Benito feiert YB-Fans nach magischem Playoff-Abend
YB hat den Einzug in die Champions-League-Gruppenphase dank eines 3:0-Sieges im Rückspiel gegen Maccabi Haifa geschafft. Das sagen Loris Benito, Sandro Lauper und Torschütze Cedric Itten zum Triumph.
Elektrisierend ist die Stimmung im Wankdorf am Dienstagabend, als YB vor ausverkauftem Haus um den Einzug in die Champions-League-Gruppenphase spielt. Nicht erst, als der 3:0-Triumph von YB über Maccabi Haifa und der dritte Einzug in die Gruppenphase nach 2018 und 2021 feststeht. Sondern bereits vor und während der Partie. Wie nehmen das die Spieler wahr?

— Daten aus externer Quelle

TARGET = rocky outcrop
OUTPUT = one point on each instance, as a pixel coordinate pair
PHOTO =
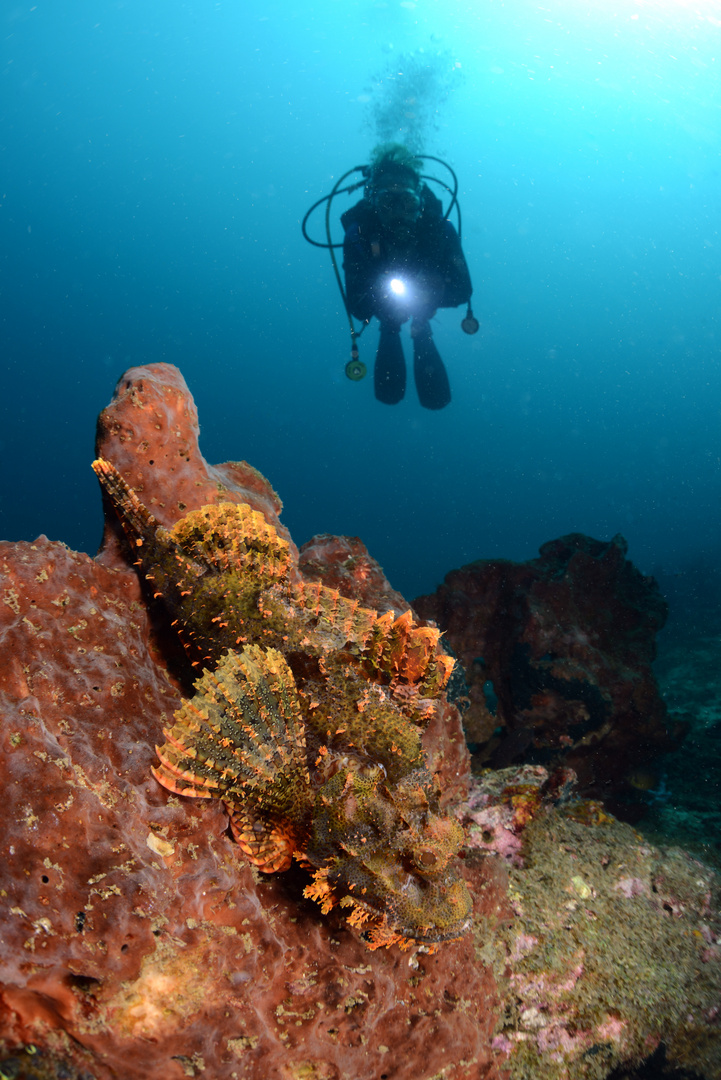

Wenn es bei den Zweikämpfen knistert
Loris Benito (31) gibt den Berner Fans ein Sonderlob. Fussballer betonen häufig, dass sie die Fans während einer Partie gar nicht so stark wahrnehmen. Gibt es dennoch Momente, wo man als Spieler merkt, dass im Stadion eine spezielle Stimmung herrscht? «Wenn man einen Zweikampf gewinnt», sagt der Innenverteidiger nach der Partie. «Es sind einfache Sachen, wo man im Spiel dann merkt, dass das Publikum nicht immer eine Pirouette oder einen Hackentrick braucht. Sie müssen einfach sehen, dass sie diese Mannschaft für die Farben zerreisst.»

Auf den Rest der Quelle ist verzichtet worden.